His sister Lee Lan noted at a forum yesterday that the number of people at events related to Teoh has been gradually decreasing since his funeral service last year.
“If you did not really follow this (Teoh Beng Hock) case, you have already lost your rights as a citizen of Malaysia,” she said at a forum last night.
“We are not partisan. This is not a political issue, but it is about the country and the kind of system we have,” she said, expressing hopes that even the MCA would remember the support it had given to her family when former MCA president Datuk Ong Tee Keat paid his last respects to Teoh last year.
Lee Lan said her family would continue fighting for the truth to be revealed despite the shocking turn of events which saw the Attorney-General’s Chambers’ revelation of a new piece of evidence in the form of a note purportedly written by Teoh, widely believed to be a suicide note.
Teoh’s family has criticised Attorney-General Tan Sri Gani Patail’s office for the revelation a year after it was allegedly found and called it highly “suspicious”.
The Bar Council has demanded that the Najib administration set up a royal commission of inquiry (RCI) to probe the young political aide’s death and censured the A-G’s act of attempting to tender new evidence towards the end of the inquest as a “serious lapse of judgment”.
The lawyer for the Teohs, Gobind Singh Deo, has questioned the authenticity of the note that was allegedly found among Teoh’s belongings two months after his death, and accused the government lawyers of suppressing crucial evidence.
DAP adviser Lim Kit Siang has also asked if Teoh was “forced to commit suicide” and demanded a full investigation into the possibility of Malaysian Anti-Corruption Commission (MACC) interrogators subjecting Teoh to immense pressure and stress.
“I do not believe that he killed himself,” said social activist Lee Ban Chen at the forum.
“Why would a witness who was supposed to marry tomorrow and is expecting a child kill himself?” asked Lee, saying that Teoh’s death was at the heart of a plot by the Barisan Nasional (BN) to wrest Selangor back from Pakatan Rakyat (PR) like what had happened in Perak.
Lee, who was detained under the Internal Security Act (ISA) from 1967 to 1974 for being involved in a workers’ strike, said that even if Teoh was found to have killed himself, he was likely tortured to the point of suicide.
Non-governmental organisation Saya Anak Bangsa Malaysia (SABM) founder Haris Ibrahim echoed Lee’s points, listing four reasons as to why Teoh could not have committed suicide.
“This is not a case of suicide.

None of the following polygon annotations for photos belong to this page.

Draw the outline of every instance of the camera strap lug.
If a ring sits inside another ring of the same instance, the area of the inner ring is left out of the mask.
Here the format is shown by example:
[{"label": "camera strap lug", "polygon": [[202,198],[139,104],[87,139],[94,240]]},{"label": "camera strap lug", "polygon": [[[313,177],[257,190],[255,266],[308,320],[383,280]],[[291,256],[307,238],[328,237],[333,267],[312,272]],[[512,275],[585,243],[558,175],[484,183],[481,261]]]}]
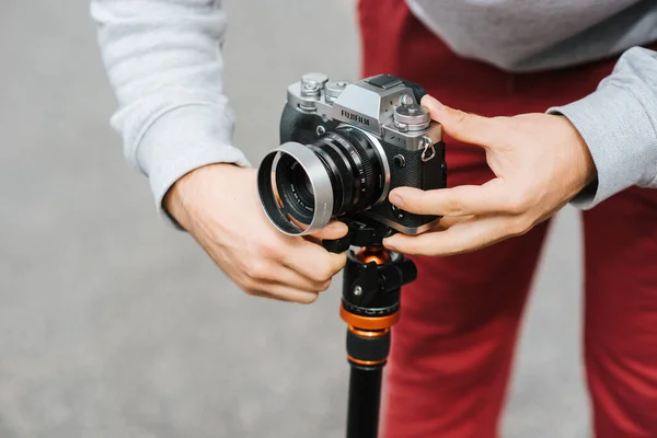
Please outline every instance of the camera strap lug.
[{"label": "camera strap lug", "polygon": [[422,147],[423,147],[423,151],[422,151],[422,161],[423,162],[426,163],[427,161],[429,161],[434,157],[436,157],[436,149],[434,148],[434,142],[427,136],[424,136],[422,138]]}]

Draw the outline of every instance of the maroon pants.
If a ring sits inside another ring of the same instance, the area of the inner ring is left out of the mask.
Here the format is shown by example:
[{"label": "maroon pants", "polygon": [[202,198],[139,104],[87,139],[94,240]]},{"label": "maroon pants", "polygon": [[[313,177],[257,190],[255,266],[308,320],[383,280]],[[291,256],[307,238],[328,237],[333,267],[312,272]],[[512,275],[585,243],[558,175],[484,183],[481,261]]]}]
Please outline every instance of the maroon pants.
[{"label": "maroon pants", "polygon": [[[615,62],[506,73],[454,56],[403,0],[360,0],[359,22],[364,76],[397,74],[482,115],[573,102],[592,92]],[[450,186],[493,177],[480,148],[446,141]],[[657,437],[657,191],[627,189],[584,212],[583,221],[585,362],[596,436]],[[497,435],[548,227],[471,254],[415,260],[418,280],[404,289],[393,328],[385,437]]]}]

I do not need an inquest to confirm that,” said Haris, adding that four facts dismissed the possibility of a suicide: Teoh was a father-to-be, he was due to get married the day he was found dead, his friends have confirmed Teoh asking them if they would be attending his wedding, and his lawyer who had accompanied him to the MACC office said that Teoh was calm and composed.

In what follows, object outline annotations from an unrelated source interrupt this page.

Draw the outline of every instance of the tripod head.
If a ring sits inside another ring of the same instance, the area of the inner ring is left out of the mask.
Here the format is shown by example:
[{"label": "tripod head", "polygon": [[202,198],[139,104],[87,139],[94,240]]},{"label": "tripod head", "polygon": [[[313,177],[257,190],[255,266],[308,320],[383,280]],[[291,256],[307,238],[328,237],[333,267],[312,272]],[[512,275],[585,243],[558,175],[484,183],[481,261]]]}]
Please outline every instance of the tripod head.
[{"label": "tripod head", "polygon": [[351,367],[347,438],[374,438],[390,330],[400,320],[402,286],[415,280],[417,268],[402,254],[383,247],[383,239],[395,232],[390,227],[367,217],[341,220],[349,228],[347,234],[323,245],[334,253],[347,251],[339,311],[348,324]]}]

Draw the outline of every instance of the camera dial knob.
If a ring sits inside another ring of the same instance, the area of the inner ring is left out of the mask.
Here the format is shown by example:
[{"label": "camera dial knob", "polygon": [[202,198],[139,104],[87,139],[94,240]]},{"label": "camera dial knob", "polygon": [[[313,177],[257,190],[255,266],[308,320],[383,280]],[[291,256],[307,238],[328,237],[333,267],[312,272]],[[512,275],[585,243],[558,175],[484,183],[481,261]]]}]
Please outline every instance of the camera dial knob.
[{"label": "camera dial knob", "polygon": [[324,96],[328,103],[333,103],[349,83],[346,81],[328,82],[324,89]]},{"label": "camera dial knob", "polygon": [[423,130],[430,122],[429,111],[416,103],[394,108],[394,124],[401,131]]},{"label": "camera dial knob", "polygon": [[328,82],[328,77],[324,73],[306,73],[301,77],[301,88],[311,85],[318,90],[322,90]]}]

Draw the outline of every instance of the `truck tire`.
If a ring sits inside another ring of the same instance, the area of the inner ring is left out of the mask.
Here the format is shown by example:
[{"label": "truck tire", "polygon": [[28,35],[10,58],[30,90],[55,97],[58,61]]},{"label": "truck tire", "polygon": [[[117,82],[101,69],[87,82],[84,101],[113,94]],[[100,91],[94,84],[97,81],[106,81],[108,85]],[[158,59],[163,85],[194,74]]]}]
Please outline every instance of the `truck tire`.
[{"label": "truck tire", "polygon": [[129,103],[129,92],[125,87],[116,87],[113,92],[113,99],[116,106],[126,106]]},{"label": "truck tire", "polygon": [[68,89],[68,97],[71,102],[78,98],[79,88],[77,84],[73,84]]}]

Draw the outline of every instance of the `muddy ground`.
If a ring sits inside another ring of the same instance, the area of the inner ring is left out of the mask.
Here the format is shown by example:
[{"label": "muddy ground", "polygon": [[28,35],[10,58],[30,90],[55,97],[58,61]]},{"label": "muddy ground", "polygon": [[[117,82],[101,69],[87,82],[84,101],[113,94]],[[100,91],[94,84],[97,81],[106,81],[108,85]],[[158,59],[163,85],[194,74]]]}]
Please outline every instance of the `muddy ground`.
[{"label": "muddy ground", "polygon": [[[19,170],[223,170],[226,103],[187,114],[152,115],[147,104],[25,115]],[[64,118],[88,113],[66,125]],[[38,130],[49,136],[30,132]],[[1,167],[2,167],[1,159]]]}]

The death of the 30-year-old political secretary has been the subject of a year-old inquest after widespread disbelief that he killed himself after being questioned over graft allegations by the MACC on July 15 last year.
Teoh had been detained overnight by the MACC at its Selangor headquarters in Plaza Masalam, Shah Alam, before his body was found the following afternoon.
Haris also claimed that the A-G’s office brought up the “suicide note” at such a late stage of the inquest as renowned Thai pathologist Dr Pornthip Rojanasunand has been scheduled to testify tomorrow.
Dr Pornthip, who was hired by the Selangor government as an expert witness, has said that there is an 80 per cent probability that Teoh’s death was homicide and not suicide.
“If you want justice, on August 18, be at the Shah Alam court (where Dr Pornthip is expected to testify),” Haris told the audience, saying that Malaysians should get rid of their lackadaisical attitude towards issues that did not involve them or their family members.
“Today Beng Hock died. But tomorrow, the cold body could belong to anyone,” said Lee Lan.
Malaysians for Beng Hock campaign co-ordinator Chong Kok Siong said his team members on the campaign targeted some 100 people to attend the inquest tomorrow and don “Beng Hock” T-shirts in solidarity.
“We can voice out against abuse, legal violence and torture by enforcement officers,” said Chong, adding that the campaign, which was recently launched early this month, had some 20 members in its core group, including NGOs like Chinese associations and SABM, as well as the Bar Council.
“We will not be silenced again,” added Lee Lan.